Atomic structure, thermodynamic and mechanical behaviours of the penta-silicene (p-silicene) obtained by cooling from the melt are studied by the molecular dynamics (MD) simulations. We find that p-silicene can ‘naturally’ form from the liquid state using the appropriate interatomic potential, density and buckling. The charge-optimised many body (COMB) potential is employed. Depending on the cooling rate used in simulations, ‘crystalline’ or amorphous p-silicene can be obtained. ‘Crystallisation’ and glass transition temperatures (TX=1620K and Tg=1230K, respectively) have reasonable values compared to those of the hexa-silicene (h-silicene). We find that the Poisson’s ratio of the obtained ‘crystalline’ p-silicene is positive unlike the negative one found for the p-graphene.
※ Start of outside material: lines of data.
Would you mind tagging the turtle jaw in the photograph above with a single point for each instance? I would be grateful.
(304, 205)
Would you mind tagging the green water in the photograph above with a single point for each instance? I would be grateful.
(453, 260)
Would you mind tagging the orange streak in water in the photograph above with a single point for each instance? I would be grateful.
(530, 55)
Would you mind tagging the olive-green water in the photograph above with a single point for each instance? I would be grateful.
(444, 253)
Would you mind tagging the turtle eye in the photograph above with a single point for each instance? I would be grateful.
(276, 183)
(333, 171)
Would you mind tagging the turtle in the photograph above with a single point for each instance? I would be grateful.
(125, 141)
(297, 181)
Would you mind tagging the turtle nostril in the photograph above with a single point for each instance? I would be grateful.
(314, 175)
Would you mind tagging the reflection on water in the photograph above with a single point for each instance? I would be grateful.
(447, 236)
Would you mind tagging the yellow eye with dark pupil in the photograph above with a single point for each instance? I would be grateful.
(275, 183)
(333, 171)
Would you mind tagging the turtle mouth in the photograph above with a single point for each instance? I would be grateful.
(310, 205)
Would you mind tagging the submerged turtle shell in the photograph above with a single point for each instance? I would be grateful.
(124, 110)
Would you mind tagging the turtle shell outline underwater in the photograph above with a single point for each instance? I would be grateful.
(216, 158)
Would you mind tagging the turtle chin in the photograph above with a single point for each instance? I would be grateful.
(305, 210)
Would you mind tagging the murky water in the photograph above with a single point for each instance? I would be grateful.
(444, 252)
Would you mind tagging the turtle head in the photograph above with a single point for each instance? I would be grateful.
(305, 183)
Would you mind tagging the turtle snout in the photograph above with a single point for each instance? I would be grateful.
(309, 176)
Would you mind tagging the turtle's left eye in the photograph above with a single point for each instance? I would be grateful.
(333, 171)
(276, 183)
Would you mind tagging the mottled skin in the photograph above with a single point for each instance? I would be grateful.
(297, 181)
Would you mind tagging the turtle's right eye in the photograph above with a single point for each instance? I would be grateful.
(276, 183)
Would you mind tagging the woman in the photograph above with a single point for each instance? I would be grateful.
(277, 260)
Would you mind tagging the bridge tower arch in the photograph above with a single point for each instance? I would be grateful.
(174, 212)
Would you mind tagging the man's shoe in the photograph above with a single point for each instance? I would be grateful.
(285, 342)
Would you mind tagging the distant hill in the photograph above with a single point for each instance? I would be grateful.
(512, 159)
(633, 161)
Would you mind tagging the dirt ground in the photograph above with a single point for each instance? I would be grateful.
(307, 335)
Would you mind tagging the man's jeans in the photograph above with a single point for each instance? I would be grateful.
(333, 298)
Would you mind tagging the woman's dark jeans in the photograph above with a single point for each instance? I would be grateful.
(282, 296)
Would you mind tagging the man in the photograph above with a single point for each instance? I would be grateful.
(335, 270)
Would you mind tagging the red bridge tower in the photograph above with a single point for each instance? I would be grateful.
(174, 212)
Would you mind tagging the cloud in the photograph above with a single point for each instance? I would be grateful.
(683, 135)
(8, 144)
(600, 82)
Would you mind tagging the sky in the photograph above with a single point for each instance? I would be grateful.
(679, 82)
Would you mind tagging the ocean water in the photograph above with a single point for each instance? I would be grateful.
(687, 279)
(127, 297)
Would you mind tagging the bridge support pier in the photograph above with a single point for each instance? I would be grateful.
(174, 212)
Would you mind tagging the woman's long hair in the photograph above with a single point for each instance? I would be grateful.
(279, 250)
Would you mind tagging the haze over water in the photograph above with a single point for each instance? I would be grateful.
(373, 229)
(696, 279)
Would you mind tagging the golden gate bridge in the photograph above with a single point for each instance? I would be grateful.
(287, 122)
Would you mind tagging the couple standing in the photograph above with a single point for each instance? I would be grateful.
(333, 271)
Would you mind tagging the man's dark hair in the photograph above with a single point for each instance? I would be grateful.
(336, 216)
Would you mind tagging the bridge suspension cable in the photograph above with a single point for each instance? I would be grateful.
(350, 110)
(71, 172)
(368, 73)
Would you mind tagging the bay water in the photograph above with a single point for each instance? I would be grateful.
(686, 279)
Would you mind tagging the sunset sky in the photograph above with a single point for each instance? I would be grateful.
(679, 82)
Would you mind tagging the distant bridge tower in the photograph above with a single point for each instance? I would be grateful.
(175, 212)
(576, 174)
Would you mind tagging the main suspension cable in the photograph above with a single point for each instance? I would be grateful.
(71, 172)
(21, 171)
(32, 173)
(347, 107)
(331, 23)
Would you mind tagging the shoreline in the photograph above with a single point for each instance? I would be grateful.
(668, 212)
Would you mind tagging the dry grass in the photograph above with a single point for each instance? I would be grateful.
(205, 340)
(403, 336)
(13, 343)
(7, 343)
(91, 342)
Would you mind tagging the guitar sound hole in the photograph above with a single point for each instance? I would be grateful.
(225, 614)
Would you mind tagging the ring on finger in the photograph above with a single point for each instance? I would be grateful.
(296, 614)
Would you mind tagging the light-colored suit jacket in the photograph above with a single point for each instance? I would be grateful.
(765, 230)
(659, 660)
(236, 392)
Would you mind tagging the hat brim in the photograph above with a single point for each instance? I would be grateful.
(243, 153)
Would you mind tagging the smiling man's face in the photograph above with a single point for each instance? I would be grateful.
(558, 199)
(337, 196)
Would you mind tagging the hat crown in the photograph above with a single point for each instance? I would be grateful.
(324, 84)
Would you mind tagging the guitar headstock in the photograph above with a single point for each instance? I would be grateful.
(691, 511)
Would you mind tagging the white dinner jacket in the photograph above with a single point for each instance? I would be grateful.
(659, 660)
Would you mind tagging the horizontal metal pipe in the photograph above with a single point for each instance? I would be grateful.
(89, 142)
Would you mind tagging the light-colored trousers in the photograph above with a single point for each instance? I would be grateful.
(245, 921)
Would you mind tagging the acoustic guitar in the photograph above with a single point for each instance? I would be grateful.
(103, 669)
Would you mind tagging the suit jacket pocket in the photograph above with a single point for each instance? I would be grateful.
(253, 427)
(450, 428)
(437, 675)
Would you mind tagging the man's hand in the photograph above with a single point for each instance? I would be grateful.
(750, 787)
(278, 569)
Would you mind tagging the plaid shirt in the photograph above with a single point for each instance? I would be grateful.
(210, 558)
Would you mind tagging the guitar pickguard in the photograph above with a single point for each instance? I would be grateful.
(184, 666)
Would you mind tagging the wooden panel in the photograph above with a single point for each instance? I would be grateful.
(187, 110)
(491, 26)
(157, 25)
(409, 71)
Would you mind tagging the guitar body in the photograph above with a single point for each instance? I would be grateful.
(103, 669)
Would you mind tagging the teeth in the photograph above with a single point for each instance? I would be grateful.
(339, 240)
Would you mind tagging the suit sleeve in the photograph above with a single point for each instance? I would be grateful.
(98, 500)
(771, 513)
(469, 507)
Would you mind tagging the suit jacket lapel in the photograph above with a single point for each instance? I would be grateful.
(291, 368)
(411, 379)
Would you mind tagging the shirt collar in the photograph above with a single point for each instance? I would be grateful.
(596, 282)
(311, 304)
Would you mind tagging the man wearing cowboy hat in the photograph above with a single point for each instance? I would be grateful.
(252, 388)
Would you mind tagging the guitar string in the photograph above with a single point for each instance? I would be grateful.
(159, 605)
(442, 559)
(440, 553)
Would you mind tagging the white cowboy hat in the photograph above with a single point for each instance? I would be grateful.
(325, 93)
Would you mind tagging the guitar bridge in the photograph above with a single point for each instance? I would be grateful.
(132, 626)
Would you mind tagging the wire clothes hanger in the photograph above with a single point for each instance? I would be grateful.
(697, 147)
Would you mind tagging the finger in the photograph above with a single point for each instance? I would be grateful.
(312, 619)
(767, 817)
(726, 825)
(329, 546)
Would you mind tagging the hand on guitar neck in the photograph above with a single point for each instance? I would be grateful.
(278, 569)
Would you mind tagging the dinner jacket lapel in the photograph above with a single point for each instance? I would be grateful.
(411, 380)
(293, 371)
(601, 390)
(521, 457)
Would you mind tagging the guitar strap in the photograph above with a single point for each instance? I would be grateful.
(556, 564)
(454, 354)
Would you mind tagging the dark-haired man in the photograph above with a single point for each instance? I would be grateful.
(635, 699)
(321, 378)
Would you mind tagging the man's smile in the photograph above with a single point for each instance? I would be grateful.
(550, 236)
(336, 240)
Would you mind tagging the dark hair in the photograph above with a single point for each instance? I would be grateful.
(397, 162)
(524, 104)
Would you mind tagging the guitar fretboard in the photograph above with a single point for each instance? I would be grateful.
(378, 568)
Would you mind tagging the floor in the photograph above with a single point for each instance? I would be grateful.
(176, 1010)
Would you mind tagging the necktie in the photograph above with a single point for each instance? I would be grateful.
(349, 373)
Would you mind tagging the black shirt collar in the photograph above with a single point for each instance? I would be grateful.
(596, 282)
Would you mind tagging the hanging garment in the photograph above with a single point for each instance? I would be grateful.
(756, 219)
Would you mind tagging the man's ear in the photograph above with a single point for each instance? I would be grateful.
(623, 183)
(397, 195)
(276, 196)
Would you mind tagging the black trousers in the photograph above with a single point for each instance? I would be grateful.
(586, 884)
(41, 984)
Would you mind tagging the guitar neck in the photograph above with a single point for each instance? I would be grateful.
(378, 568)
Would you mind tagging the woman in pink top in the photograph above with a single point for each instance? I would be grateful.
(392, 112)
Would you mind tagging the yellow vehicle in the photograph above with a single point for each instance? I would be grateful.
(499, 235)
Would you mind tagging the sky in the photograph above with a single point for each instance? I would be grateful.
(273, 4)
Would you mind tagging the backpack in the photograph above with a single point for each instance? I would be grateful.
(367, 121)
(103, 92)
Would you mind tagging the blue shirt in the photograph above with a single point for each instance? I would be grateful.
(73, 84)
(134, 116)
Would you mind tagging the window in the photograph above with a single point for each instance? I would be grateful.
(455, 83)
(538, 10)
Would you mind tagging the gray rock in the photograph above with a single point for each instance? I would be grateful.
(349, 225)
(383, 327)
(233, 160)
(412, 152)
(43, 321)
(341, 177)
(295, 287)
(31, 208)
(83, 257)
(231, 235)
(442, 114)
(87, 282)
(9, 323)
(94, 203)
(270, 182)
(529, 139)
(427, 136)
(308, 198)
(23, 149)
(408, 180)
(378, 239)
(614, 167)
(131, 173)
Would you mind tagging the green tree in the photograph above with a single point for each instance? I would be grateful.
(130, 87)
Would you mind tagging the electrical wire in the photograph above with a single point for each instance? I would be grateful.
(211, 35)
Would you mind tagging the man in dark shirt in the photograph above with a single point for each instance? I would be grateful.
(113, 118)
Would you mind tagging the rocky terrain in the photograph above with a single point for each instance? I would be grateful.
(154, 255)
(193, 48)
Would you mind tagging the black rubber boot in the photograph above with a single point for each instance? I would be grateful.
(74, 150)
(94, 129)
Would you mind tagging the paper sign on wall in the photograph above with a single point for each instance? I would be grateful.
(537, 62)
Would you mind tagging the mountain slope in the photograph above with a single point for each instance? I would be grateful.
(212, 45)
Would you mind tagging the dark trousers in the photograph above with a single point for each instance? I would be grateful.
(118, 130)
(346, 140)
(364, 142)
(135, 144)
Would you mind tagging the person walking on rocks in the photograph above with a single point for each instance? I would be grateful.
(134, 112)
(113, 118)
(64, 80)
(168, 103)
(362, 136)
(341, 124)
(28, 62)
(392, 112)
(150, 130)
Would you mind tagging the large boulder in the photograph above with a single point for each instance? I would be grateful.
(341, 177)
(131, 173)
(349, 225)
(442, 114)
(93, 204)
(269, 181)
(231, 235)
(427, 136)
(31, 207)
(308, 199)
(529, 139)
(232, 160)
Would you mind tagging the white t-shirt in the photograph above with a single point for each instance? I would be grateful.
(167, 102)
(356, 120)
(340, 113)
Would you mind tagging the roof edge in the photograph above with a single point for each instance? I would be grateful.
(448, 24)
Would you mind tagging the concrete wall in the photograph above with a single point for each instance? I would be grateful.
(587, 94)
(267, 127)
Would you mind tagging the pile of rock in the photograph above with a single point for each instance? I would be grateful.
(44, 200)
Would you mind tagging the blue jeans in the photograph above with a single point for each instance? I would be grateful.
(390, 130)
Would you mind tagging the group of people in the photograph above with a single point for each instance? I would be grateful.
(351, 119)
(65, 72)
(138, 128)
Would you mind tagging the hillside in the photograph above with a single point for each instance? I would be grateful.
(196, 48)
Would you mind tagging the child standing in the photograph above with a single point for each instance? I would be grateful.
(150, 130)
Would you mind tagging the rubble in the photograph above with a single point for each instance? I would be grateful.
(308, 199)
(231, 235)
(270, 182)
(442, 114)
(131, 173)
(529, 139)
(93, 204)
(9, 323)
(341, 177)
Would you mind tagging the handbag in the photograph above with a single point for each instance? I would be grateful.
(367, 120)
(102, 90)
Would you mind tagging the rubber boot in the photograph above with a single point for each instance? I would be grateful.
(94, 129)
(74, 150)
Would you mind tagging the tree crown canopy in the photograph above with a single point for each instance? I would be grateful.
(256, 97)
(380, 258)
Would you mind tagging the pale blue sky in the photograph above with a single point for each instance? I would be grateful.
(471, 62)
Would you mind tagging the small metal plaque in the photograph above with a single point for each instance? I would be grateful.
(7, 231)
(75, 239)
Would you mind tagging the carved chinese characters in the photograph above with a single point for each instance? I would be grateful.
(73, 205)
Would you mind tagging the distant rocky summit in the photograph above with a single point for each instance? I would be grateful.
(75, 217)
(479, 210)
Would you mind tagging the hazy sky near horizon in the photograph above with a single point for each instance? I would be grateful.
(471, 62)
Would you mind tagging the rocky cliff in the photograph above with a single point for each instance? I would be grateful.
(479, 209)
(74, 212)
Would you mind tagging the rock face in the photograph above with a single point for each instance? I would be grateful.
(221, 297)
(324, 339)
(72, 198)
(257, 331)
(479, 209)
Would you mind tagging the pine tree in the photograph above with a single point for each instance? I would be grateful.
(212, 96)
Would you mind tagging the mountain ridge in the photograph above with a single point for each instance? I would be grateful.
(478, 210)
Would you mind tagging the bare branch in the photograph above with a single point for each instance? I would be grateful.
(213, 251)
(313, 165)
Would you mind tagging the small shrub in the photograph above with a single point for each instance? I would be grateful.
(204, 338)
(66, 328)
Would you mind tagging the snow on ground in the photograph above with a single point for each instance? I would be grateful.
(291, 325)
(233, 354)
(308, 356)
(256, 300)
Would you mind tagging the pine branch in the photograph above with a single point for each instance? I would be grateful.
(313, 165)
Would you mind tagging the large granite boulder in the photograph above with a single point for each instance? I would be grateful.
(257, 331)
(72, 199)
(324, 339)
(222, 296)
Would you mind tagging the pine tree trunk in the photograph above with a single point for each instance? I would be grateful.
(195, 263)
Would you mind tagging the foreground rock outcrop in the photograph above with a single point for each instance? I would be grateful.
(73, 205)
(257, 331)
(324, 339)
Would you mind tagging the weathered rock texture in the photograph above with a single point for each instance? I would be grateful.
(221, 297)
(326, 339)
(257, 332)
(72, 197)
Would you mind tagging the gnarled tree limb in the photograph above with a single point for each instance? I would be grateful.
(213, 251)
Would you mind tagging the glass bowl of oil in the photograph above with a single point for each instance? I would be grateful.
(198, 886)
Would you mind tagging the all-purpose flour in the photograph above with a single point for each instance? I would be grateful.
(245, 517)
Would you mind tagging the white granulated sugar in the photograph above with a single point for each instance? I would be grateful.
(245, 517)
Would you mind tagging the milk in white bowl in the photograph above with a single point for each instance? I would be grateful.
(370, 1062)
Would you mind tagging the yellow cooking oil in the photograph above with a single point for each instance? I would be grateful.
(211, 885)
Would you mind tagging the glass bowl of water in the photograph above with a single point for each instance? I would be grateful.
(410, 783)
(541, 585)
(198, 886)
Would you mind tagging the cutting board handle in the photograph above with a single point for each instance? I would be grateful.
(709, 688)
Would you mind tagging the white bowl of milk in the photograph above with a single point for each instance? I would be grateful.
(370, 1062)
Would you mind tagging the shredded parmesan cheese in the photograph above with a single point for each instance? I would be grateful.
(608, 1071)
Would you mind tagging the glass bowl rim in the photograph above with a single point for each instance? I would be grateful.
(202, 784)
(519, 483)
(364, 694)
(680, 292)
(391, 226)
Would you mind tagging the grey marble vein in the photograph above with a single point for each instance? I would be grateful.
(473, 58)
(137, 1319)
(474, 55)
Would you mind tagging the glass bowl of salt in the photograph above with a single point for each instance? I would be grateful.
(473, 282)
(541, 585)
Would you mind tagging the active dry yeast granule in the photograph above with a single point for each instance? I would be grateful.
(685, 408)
The reasons for the formation of p-silicene instead of tetra-silicene (t-silicene) are analysed and discussed, i.e. 2D liquid silicene with COMB potential has a significant fraction of pentagons which grow with decreasing temperature, unlike 2D liquid silicene with the Stillinger–Weber potential.

Acknowledgements

This research is funded by the Vietnam National Foundation for Science and Technology Development (NAFOSTED) under grant 103.01-2017.01.

Disclosure statement

No potential conflict of interest was reported by the author(s).

Additional information

Funding

This research is funded by the Vietnam National Foundation for Science and Technology Development (NAFOSTED) [grant number 103.01-2017.01].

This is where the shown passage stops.